Depuis 2011, suite au refus de Bachar al-Assad de laisser passer un
gazoduc qatari au travers de la Syrie, une guerre sans merci par
procuration a lieu dans ce pays laïc, multi-confessionnel et
multi-culturel. L’OTAN, via les Etats-Unis en Irak, la Turquie et
l’entité sioniste pour qui ils se prostituent, ont créé un monstre
islamiste “djihadiste”, qui a pris plusieurs noms : L’Etat Islamique
d’Irak et du Levant (EIIL), puis Etat Islamique, plus connu sous son
acronyme arabe de “Daesh”. Ces groupes formés originellement en Irak,
recrutant de manière internationale comme Al Qaïda (création de la CIA
en Afghanistan dans les années 1980) une armée mercenaire, financée par
les pays du Golfe, essentiellement le Qatar (Exxon-Mobil) et formée,
armée, encadrée par des forces de l’OTAN et affiliées (US, GB, Turquie,
France, Israël). Certes il y avait une opposition au gouvernement syrien
en Syrie, mais pas dans les proportions de créer une armée islamiste de
dizaines de milliers de membres. Cette “opposition” a été recrutée et
importée de l’extérieur sous contrôle et protection américain et turc.
Dans le même temps et depuis environ 2005, se niche dans le nord et
nord-est de la Syrie une zone multi-culturelle à dominante kurde, qui a
fait un choix politique se décalant du régime politique syrien et tout
autre régime politique ou théocratique. Pour mieux comprendre l’affaire,
nous devons faire un retour historique lointain et récent.

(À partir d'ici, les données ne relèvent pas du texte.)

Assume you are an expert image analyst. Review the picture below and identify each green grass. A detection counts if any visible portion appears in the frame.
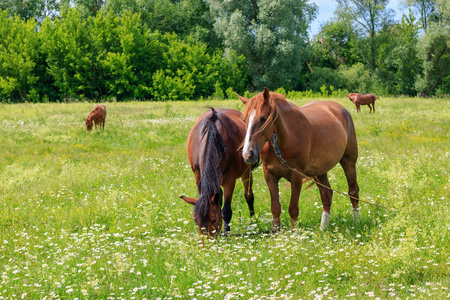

Si on regarde une carte de ce qu’on pourrait pour simplifier appeler le
“Kurdistan”, on se rend compte que le peuple Kurde qui existe dans cette
zone géographique depuis le Néolithique, est aujourd’hui réparti, par
le truchement de divisions territoriales résultant de multiples guerres
impérialistes dont les Kurdes furent victimes et jamais acteurs, entre
quatre pays : la Turquie, la Syrie, l’Irak et l’Iran. Si la culture
kurde est la même partout de manière ancestrale, l’orientation politique
des Kurdes dépend de leur zone et mode de vie. Par exemple les Kurdes
d’Irak sont foncièrement alliés des Américains et d’Israël. Ceci n’est
pas vrai ailleurs, notamment en Syrie, même si des alliances ont pu, du
être conclues pour combattre Daesh et dans l’après 2016, depuis les
Turcs ont envahi plusieurs régions du Nord et continuent d’y soutenir
les djihadistes.
Les Kurdes de Turquie, opprimés depuis toujours par l’état, ont formé
une résistance politique et armée contre leur oppresseur. En 1978,
voyait le jour le Parti des Travailleurs Kurdes ou PKK de son acronyme
kurde, qui était d’obédience marxiste-léniniste. Le fondateur du parti,
Abdullah Öcalan, qui a résidé en exil en Syrie, puis au Kenya d’où il
fut enlevé par les services secrets turcs, est emprisonné dans un QHS
turc. A la fin des années 1990, Öcalan abandonna le marxisme pour
emprunter la voie politique du communalisme libertaire prônée par
l’anarchiste américain Murray Bookchin. Le PKK, continuant la lutte
armée, se détacha des revendications de la création d’un état kurde,
pour se consacrer au développement de communes libres autonomes tout en
dénonçant le non-sens politique du concept “d’état-nation” ne menant
qu’à l’oppression, la guerre, le chaos et la destruction parce que
contre-nature.
Les Kurdes du nord de la Syrie, à l’instar
des Kurdes du sud de la Turquie, adoptèrent et mirent en pratique ce
modèle de gouvernance autonome des communes libres. En 2011, Öcalan,
depuis sa prison turque, publia un “Manifeste du Confédéralisme Démocratique” (voir ci-dessous)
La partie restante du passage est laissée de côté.